As the summer developed, two special projects helped bring our new outfits to a high degree of precision: the city of San Diego planned to dedicate Lindbergh Field, and the city of Los Angeles would be host to the national air races in dedication of Mines Field. This gave the staff an opportunity to keep the squadrons practicing their close formations, a drill that tended to bore them; they preferred the dive-and-zoom of practical combat exercises. But now, returning from the many operating areas Frank had established in the back country, they passed in review before the admiral’s critical eye, flying wing-and-tail in tight parade formations. Tommy Tomlinson, with the first section of his squadron, began practicing section acrobatics, putting on a rhythmic show of breathtaking formation loops, rolls, and dives.
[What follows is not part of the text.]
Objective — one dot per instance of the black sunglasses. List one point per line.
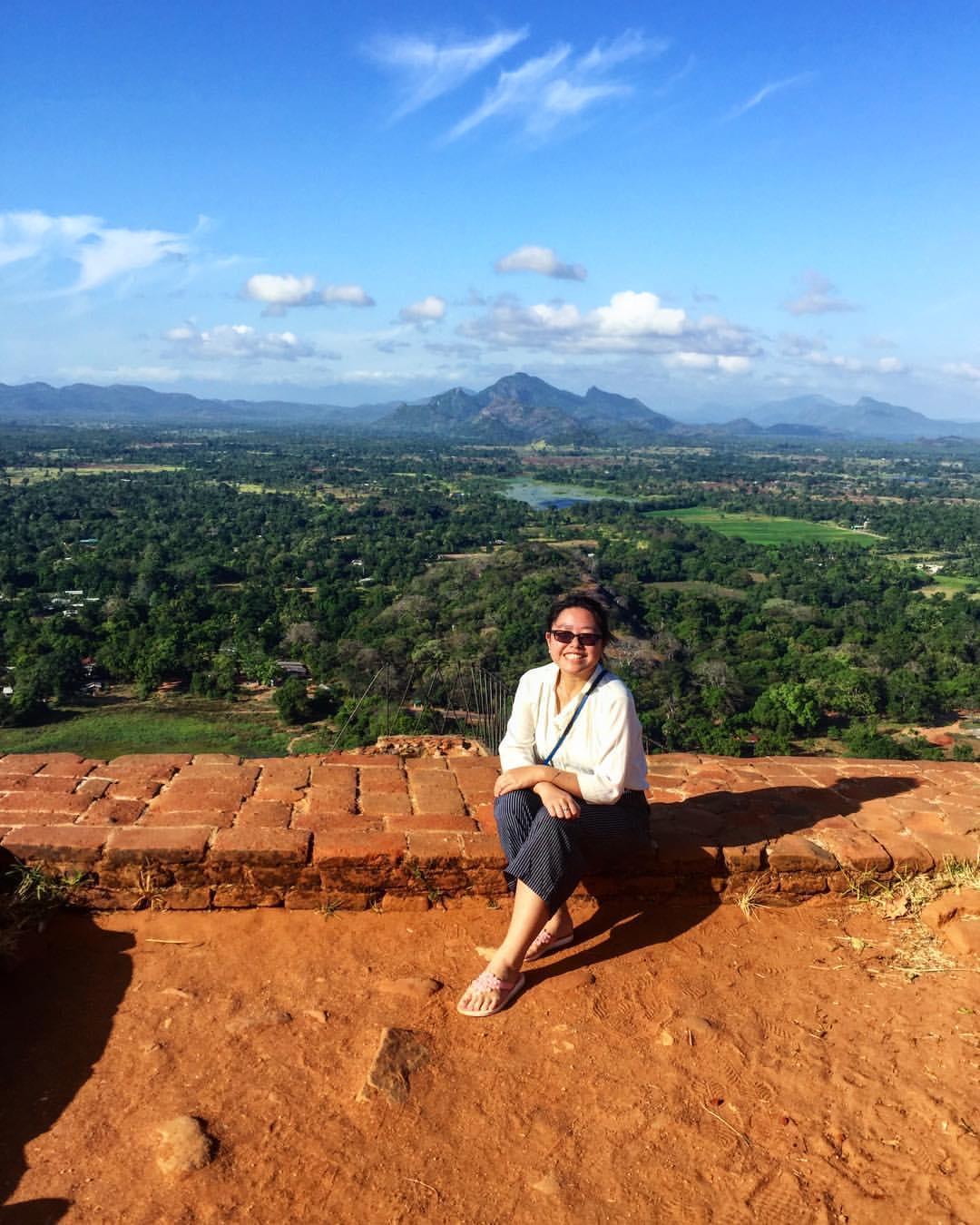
(584, 640)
At the dedication of Lindbergh Field, the overcast lay so close to the surface that, save for fine air discipline, we should have had to call off our participation. Instead, we flew some four hundred fleet aircraft in a thrilling fly past, at low altitude, with the tails of the formations lost in the clouds. Later at the National Air Races in Los Angeles, Tommy’s Three Sea Hawks stopped the show with their precision acrobatics. The Army responded with their Three Musketeers. When one of their team was unfortunately killed in an accident, Charles Lindbergh, stepping into the lead position, gave the crowd a sample, not alone of his own flying, but also of the quality of his teamwork and personal leadership.

It was in the National Air Races, too, that the air-cooled engine finally triumphed completely over liquid-cooled. A year earlier, Claire Egtvedt had come down from Seattle to get our ideas on the specifications for a new plane to replace his current production F3B. Primed by me, the admiral had given him the requirements for what had since become the first experimental single-seat fighter bomber, the XF4B. Flown by Tom Jeter in the free-for-all pursuit race, this airplane won handily, running away from the special souped-up liquid-cooled entries. Later in a special event promoted by Bill Boeing, a race to altitude from a standing start, Mort Seligman, in the XF4B, executed a triumphant loop over the T4M station ship cruising at 10,000 feet above the thronged grandstand, and dived back onto the field before the nearest competitor could climb to the target. Jim Fechet, Chief of the Army Air Service, followed Bill onto the field to get the Army’s first order in ahead of the Navy. In subsequent years this basic airplane served both Army and Navy, the one as P-12, the other as F4B, with variations to suit the special requirements of each.

Returning to San Diego, we spent the autumn of 1928 at gunnery training, interspersed by monthly tactical exercises with the fleet. All three carriers and their squadrons operated in conjunction with cruisers, destroyers, and submarines against a simulated enemy battle line and in support of our own “backbone.” Yet even as we developed intricate joint attacks under this time-honored doctrine, we in COMAIRONS began to flirt with a revolutionary concept: maybe our task force could defeat the battle line singlehanded! From here to the fantastic proposal to use battle wagons in support of aircraft carriers was a terrific mental leap. When the detailed plans for the winter exercises became available, we drew a long breath and took it.